From 3c93187cafd675ad8c05dcf4095513ce4ec0bae3 Mon Sep 17 00:00:00 2001
From: TianyiQ <34389237+TianyiQ@users.noreply.github.com>
Date: Tue, 24 Sep 2024 21:50:20 -0700
Subject: [PATCH] Add support for tie_word_embeddings when loading weights +
 support for SmolLM (#1508)

---
 README.md                                 | 1 +
 python/sglang/srt/models/llama.py         | 8 ++++++++
 test/srt/models/test_generation_models.py | 1 +
 3 files changed, 10 insertions(+)

diff --git a/README.md b/README.md
index f94279835..c4da865f2 100644
--- a/README.md
+++ b/README.md
@@ -263,6 +263,7 @@ python -m sglang.launch_server --model-path meta-llama/Meta-Llama-3-8B-Instruct
 - BaiChuan2
 - MiniCPM / MiniCPM 3
 - XVERSE / XVERSE MoE
+- SmolLM
 
 
 **Embedding Models**
diff --git a/python/sglang/srt/models/llama.py b/python/sglang/srt/models/llama.py
index 447b548aa..b63aaf16f 100644
--- a/python/sglang/srt/models/llama.py
+++ b/python/sglang/srt/models/llama.py
@@ -403,6 +403,14 @@ class LlamaForCausalLM(nn.Module):
                 weight_loader = getattr(param, "weight_loader", default_weight_loader)

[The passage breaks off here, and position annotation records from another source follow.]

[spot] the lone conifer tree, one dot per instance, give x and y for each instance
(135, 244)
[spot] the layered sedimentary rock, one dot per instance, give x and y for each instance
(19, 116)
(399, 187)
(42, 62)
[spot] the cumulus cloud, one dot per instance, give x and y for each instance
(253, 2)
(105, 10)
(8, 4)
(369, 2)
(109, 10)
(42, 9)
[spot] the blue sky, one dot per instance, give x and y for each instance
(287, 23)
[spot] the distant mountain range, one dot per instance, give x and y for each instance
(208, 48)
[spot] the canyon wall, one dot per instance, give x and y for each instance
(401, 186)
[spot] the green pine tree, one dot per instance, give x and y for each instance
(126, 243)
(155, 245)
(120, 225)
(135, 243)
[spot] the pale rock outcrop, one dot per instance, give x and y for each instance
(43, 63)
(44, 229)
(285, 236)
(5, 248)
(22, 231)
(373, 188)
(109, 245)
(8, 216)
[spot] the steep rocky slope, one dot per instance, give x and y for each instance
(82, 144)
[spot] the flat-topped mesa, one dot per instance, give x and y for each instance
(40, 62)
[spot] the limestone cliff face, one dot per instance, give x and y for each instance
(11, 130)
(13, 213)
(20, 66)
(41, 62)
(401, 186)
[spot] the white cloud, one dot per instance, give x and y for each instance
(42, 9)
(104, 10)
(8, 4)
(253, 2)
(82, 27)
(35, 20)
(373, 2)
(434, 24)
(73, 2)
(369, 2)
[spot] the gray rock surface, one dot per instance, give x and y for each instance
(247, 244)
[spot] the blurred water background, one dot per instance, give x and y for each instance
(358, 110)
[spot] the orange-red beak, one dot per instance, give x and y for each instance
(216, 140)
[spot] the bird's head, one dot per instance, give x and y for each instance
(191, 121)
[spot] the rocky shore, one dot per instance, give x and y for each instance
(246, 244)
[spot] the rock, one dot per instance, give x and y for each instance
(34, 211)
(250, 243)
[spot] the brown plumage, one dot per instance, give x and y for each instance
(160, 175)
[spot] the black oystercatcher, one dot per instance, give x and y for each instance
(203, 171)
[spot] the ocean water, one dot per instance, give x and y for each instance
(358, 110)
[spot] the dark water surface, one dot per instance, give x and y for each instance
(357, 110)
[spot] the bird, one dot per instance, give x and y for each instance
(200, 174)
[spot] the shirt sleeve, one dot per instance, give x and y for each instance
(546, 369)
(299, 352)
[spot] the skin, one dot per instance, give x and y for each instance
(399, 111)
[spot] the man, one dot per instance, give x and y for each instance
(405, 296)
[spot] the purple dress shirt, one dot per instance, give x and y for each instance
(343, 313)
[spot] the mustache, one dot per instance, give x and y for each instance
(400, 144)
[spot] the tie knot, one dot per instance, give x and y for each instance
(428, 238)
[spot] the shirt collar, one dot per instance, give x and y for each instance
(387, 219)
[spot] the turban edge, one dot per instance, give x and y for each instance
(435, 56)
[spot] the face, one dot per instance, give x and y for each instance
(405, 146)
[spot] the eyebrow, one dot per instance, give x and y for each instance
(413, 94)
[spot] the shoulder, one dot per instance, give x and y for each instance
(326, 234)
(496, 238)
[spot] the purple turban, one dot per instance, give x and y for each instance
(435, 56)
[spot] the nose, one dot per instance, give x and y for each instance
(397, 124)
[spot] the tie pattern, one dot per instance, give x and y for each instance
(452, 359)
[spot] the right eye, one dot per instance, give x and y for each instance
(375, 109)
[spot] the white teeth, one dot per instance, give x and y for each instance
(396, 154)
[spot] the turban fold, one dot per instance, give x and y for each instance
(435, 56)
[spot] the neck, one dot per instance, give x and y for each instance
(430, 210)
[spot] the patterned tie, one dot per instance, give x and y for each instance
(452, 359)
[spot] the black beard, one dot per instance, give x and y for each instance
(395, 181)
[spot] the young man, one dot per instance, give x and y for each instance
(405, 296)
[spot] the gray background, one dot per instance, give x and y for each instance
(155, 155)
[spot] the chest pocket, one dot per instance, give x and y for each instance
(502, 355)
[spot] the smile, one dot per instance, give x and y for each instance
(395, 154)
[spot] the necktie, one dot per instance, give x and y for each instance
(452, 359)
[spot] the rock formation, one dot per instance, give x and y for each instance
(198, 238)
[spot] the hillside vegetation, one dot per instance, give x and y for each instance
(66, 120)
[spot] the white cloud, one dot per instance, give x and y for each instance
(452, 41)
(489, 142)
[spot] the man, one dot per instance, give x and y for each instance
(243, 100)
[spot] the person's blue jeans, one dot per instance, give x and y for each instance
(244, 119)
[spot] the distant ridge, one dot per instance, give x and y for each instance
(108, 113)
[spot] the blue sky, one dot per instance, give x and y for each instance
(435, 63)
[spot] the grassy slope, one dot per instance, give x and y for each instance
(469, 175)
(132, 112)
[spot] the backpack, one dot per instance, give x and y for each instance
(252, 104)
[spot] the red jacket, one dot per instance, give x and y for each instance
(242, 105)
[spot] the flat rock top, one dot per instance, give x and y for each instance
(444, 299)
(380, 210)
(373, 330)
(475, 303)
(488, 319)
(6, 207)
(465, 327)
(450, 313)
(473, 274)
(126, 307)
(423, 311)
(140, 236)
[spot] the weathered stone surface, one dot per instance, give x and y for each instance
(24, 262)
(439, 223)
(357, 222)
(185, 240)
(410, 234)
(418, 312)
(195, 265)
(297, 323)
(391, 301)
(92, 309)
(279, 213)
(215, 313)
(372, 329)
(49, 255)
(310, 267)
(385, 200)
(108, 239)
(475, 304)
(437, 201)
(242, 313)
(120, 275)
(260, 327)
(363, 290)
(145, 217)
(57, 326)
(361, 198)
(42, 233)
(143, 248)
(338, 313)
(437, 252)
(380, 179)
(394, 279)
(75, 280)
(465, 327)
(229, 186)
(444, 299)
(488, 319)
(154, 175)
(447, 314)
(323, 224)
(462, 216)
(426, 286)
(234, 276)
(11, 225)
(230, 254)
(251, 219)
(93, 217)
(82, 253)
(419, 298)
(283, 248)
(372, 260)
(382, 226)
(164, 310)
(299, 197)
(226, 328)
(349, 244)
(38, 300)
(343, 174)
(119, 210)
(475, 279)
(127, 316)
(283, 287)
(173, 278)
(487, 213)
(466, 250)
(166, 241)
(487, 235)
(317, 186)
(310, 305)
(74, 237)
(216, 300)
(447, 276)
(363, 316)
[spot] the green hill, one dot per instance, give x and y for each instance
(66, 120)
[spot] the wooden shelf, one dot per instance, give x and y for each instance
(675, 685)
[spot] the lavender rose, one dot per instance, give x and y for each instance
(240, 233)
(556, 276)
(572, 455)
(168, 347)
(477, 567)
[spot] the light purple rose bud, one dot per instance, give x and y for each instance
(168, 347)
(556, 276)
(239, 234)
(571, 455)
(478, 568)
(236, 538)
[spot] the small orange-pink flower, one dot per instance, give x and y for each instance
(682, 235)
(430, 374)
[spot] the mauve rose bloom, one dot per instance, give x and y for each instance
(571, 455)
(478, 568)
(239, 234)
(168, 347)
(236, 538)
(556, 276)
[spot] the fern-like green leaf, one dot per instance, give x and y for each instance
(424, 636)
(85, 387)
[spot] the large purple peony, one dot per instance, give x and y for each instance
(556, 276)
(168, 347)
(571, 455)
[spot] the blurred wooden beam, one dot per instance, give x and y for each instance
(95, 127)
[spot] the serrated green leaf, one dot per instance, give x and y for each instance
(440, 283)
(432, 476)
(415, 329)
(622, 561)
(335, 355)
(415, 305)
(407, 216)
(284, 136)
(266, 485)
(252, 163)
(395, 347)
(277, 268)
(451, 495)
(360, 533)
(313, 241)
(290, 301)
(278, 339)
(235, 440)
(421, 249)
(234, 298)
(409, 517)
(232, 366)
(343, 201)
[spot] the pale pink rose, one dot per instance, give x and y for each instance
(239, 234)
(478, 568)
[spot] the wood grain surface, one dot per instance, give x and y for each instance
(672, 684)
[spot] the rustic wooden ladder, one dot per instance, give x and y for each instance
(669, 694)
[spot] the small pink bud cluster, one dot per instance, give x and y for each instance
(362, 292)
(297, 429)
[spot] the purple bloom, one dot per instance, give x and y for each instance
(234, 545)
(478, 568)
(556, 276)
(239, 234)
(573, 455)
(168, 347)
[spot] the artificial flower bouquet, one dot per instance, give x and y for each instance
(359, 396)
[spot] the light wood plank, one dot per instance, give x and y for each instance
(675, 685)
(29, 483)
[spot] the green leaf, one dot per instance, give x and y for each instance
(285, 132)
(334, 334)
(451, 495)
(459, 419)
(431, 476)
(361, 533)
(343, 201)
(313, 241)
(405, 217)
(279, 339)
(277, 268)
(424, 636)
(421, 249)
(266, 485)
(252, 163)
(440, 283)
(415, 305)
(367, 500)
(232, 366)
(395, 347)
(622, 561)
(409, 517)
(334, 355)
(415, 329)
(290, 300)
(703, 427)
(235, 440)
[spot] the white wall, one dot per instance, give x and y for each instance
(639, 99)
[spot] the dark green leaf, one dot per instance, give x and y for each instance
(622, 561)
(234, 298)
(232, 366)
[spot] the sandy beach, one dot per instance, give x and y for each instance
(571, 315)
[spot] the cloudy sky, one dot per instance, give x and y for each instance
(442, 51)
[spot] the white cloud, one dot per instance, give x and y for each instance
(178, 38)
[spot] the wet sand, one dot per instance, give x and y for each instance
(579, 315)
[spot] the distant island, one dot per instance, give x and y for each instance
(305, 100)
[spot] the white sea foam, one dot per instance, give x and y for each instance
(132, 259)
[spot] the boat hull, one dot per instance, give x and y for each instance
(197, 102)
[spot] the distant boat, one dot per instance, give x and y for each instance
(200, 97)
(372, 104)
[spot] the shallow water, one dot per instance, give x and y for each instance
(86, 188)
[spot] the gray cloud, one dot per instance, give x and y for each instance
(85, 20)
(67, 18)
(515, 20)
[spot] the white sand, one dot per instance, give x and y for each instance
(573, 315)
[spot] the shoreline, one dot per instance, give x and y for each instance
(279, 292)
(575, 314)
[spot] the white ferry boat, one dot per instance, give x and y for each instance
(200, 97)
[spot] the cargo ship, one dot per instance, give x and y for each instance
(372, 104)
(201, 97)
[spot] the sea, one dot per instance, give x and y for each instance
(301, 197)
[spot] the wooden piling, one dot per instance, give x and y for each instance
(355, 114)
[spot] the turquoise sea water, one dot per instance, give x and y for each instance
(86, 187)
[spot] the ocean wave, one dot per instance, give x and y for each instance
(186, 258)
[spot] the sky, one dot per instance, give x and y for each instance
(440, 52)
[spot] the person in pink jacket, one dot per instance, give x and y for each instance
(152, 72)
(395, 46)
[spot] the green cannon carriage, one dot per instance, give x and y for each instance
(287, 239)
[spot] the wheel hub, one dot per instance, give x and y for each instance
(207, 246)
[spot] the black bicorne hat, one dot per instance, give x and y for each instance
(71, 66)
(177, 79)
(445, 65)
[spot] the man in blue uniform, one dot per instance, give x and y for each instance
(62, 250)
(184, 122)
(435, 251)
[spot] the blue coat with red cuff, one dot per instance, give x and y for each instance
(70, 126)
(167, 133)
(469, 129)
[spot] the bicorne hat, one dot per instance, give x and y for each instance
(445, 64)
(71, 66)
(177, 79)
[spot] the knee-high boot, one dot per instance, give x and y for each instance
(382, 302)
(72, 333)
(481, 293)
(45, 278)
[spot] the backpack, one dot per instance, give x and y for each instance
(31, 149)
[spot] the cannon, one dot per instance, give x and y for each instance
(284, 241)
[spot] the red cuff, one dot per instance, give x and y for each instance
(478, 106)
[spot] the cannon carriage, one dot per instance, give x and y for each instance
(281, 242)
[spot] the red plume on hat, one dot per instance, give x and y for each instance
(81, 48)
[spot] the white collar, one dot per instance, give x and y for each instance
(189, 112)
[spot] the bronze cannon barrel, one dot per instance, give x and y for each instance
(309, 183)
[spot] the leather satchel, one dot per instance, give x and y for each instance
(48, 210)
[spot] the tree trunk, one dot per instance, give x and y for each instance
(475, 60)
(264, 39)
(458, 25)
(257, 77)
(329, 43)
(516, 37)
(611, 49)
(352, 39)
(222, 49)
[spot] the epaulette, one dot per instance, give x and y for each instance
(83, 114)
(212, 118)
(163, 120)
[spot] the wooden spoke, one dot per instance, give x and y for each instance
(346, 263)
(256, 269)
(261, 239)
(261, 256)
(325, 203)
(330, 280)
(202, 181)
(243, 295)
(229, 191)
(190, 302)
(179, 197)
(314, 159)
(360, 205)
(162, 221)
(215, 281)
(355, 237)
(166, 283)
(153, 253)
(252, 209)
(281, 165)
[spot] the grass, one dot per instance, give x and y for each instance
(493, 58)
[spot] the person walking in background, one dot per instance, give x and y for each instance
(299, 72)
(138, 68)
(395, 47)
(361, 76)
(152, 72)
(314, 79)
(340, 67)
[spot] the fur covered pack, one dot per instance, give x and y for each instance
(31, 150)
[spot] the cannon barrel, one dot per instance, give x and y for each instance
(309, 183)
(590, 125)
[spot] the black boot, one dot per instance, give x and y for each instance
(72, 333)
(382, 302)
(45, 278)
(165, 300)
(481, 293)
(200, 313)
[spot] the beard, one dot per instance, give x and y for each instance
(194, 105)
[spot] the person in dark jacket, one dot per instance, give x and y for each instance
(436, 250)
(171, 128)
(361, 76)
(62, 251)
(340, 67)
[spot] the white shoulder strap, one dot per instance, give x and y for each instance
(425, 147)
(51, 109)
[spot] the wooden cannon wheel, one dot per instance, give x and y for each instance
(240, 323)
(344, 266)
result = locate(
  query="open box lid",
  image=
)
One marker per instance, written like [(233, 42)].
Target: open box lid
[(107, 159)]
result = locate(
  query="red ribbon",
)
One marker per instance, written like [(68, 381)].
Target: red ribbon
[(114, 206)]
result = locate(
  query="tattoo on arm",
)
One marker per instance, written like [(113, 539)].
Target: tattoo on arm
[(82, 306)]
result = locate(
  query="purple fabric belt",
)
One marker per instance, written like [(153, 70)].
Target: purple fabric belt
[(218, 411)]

                 weight_loader(param, loaded_weight)
 
+        if (
+            hasattr(self.config, "tie_word_embeddings")
+            and self.config.tie_word_embeddings
+        ):
+            # Tie output embedding layer to input embedding layer, to solve issues where lm_head.weight is missing
+            param = self.lm_head.weight
+            weight_loader = getattr(param, "weight_loader", default_weight_loader)
+            weight_loader(param, self.model.embed_tokens.weight)
         apply_torchao_config_(self, params_dict, set(["proj.weight"]))
 
 
diff --git a/test/srt/models/test_generation_models.py b/test/srt/models/test_generation_models.py
index 67ef363d0..732b3d800 100644
--- a/test/srt/models/test_generation_models.py
+++ b/test/srt/models/test_generation_models.py
@@ -51,6 +51,7 @@ CI_MODELS = [
 # All other models
 ALL_OTHER_MODELS = [
     ModelCase("Qwen/Qwen2-1.5B"),
+    ModelCase("HuggingFaceTB/SmolLM-135M-Instruct"),
 ]
 
 TORCH_DTYPES = [torch.float16]